I help people and teams locate the meaning beneath the message. My work lives at the intersection of strategic communications, symbolic inquiry, pattern recognition and meaning-making. I build communications that can stretch, flex, and still hold up—creating structure and story, clarity and resonance, meaning and momentum.

I’m a corporate communications consultant and a neurodivergent systems thinker with a mother’s intuition.

I’m the author of the Meaning Matrix and founder of Plot.

I help people and teams locate the meaning beneath the message, the pattern beneath the problem, and the point of view shaping what comes next.

Before developing the Meaning Matrix and the practice of Claircartography, I built my career in communications: leading internal comms for major brands, training content teams, developing editorial systems, translating complex ideas into usable frameworks and helping big ideas become clear enough to move through the world.

I have always been a pattern listener. As a neurodivergent systems thinker, I don’t just notice patterns. I feel for the structure underneath them. I listen for what is missing, what is repeated, what is overexplained, what is avoided, what is asking to be named, and what kind of meaning a person or collective is already trying to make.

That is what led me to create the Meaning Matrix: a three-dimensional framework for locating points of view in meaning space. Claircartography is the practice that grew from that framework. In other words, I don’t treat intuition as the final answer. I treat it as a signal to locate.

The map helps us test the signal for alignment. Is this mine, yours, ours, or inherited? Is it missing, hidden, alive, distorted, projected, embodied or ready to move? Is the meaning still unfolding, or has it already landed as a belief, behavior, message, identity, strategy or impact?

That process can be personal, relational, creative, or strategic.

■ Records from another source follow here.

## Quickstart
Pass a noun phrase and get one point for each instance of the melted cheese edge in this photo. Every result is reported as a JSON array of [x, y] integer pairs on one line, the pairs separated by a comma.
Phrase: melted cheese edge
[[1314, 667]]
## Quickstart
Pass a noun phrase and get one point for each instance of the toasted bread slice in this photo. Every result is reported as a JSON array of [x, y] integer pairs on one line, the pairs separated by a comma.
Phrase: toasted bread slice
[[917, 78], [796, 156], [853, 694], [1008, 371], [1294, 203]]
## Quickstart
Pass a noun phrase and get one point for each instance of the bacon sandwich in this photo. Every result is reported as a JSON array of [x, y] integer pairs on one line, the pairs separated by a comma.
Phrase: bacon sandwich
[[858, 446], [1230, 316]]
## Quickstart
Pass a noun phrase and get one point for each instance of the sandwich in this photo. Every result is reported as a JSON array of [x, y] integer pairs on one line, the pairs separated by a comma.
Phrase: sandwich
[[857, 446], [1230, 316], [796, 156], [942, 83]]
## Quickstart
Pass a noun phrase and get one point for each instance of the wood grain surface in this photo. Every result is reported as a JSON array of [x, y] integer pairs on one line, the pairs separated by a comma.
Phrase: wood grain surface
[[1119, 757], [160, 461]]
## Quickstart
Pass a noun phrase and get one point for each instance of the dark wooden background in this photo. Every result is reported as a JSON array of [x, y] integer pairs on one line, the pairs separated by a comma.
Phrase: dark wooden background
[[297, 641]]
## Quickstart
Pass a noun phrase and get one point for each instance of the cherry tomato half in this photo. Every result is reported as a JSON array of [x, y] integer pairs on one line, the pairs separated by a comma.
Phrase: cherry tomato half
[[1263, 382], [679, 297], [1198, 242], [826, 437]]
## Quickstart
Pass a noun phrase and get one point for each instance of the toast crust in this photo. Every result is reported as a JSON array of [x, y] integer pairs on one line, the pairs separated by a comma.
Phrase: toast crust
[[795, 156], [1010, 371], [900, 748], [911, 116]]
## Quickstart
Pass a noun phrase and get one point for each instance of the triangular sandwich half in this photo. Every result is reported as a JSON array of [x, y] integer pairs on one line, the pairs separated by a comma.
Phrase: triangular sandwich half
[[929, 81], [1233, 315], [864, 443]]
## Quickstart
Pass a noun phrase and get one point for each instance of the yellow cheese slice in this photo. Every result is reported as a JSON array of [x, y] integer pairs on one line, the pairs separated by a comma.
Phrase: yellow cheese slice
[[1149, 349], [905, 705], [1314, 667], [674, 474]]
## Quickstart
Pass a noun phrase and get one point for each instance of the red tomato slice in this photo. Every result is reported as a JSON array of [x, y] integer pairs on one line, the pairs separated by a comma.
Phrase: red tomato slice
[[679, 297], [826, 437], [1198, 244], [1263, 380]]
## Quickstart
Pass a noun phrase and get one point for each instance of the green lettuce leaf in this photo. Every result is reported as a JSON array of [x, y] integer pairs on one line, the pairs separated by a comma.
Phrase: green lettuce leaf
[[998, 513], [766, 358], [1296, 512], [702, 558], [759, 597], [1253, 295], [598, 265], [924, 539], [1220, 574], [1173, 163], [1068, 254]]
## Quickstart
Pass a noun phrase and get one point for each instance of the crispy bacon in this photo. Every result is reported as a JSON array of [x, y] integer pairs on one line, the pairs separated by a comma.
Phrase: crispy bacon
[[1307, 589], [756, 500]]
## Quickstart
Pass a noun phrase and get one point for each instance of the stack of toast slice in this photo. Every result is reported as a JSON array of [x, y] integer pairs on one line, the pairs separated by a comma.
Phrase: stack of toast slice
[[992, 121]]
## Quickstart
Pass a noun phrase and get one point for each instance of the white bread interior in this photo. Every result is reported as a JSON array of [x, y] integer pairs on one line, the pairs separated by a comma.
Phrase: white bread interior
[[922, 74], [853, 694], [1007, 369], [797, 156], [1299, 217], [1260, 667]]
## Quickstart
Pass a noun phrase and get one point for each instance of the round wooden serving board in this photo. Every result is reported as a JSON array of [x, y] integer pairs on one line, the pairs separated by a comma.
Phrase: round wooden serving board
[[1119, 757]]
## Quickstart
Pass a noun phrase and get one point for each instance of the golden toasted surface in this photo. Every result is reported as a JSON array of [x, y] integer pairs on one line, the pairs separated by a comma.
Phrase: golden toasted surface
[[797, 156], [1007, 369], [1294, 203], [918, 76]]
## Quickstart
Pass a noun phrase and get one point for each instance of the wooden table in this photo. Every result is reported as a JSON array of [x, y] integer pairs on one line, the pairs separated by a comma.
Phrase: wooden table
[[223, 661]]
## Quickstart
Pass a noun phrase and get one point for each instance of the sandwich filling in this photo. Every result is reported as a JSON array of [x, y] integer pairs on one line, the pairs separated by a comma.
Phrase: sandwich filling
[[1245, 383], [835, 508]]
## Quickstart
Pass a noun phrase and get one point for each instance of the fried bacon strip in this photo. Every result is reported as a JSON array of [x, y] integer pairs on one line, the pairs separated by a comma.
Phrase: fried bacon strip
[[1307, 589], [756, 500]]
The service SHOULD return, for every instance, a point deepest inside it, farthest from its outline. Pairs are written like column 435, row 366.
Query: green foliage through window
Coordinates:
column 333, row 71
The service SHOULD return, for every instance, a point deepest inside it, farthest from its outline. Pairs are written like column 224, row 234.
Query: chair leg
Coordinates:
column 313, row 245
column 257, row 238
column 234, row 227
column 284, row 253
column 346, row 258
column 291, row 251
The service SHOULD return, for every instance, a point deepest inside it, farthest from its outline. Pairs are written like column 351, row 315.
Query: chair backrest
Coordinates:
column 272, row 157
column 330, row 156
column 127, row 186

  • "Meg hit the ground running on her first day as a contract copywriter for Kroger, and she hasn't stopped impressing me since. Her attention to detail and thorough understanding of our brand voice have resulted in excellent copywriting, always on point and always compelling. I highly recommend her as a seasoned storyteller for any brand."

    —Chris Rice
    Group Creative Director, Copy
    The Kroger Company

  • "I had the distinct pleasure of working with Meg for a year and the experience was phenomenal. During our time working together, Meg identified a number of process improvements, proposed systems to dramatically improve internal communications and knowledge-sharing, and was an exemplary team member. Meg is undoubtedly a very skilled writer and editor, but her ability to create and deploy brand strategy is what really made her an asset to the team. Meg’s initiative and entrepreneurial spirit makes her a joy to work with, along with her willingness to work with others to continue to develop her already impressive skill set. It was a joy working with Meg and she will prove to be a strong asset to any organization. She has my highest recommendation."

    —Diego Wyatt
    Creative Director & Content Architect
    One North

  • “Megan's incisive mind enables her to get to the heart of a content request; it also makes her an excellent editor. She has a terrific feel for conciseness and nuance and quickly grasps a client's tone, voice and style. And if she doesn't know something, she thoroughly researches the topic, becoming a nimble expert and incorporating it in her strategic approaches.”

    —Shelley Wunder-Smith
    Director of Research Communications
    Georgia Tech

  • "Megan is one of the most creative and versatile writers I've ever worked with. In her time on my team, there wasn't a single assignment, project or opportunity she took on where she didn't go beyond the initial request to deliver a product that both impressed and surprised. She always looks for a way to do something different, something better, something more effective. Megan is driven by providing her clients great ideas and great content. She also just happens to be a joy to work with. In every meeting, she's going to find a joke or pun that lightens the mood and sets a positive tone."

    —Jeff Cochran
    Director, Internal Communications
    GPC

  • "Meg's brain is absolutely magical. She can write, and she can edit; she can deftly handle after-hours clients in crisis; and she can make her entire team cackle with her dry wit. I think the professional skill I admire most, however, is her ability to see the entirety of an issue and turn it into an opportunity. If you present Meg with a problem or some half-baked copy, she will get to the root of the issue and have a brilliant idea for how to make it better in about 0.001 seconds. I have watched her inspire account and client partners alike to reach for the bigger thing, the more exciting thing, the strategically brilliant thing."